The computer implementation method of claim 8, wherein the instruction is a continuously performing calculation operation, and the cache memory co-processing single One of the caches is executed in one of the adjacent regions of the memory array data.

The computer-implemented method of claim 8, wherein the executing the instruction decoded by the cache memory co-processing unit comprises one or more of a cache memory array of one of the cache memory co-processing units The operation of the area.

The computer-implemented method of claim 11, wherein executing the instruction decoded by the cache memory co-processing unit further comprises setting a cache lock to an area of the cache memory array being operated by the group.

An apparatus comprising: a first hardware decoding unit for decoding an instruction, and the instruction to be unloaded for execution of an execution unit of an execution cluster is executed by a cache memory co-processing unit for the execution cluster And the cache memory co-processing unit reduces read operations and storage operations; an unload command unit is configured to issue the command to the cache memory co-processing unit; and the cache memory co-processing unit includes: a cache memory array for storing data, and a second hardware decoding unit for decoding the instruction issued by the offload instruction unit, and a set of one or more operation units for using the decoded instruction The cache memory array performs a plurality of operations.

The device of claim 13, wherein the group of operating units further comprises a set of one or more buffers for temporarily storing Information on operations.

The device of claim 13, wherein the cache memory coprocessing unit further comprises: a control unit including a cache lock unit to lock one of the cache memory arrays being operated by the group of operation units region.

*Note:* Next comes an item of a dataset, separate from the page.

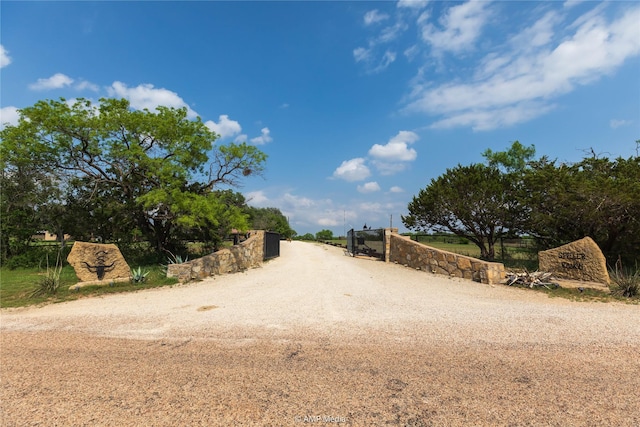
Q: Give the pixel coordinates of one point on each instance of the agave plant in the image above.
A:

The device of claim 13, wherein the control unit further comprises a loop control unit to control the command to cycle the cache memory array.

The device of claim 13, wherein the set of operating units includes logic to write to the cache memory array and logic to be read by the cache memory array.

The device of claim 13 further comprising: a reading unit for issuing a reading request to the cache memory co-processing unit; a storage address unit and a storage data unit for issuing a storage request to the fast And the second hardware decoding unit is further configured to decode the read request and the storage requirement, and the set of operation units are configured to process the read and store requirements.

The apparatus of claim 13, wherein the plurality of operations performed by the set of operating units comprise a read operation or a store operation.

The device of claim 13, wherein the cache memory co-processing unit is a first-level cache memory.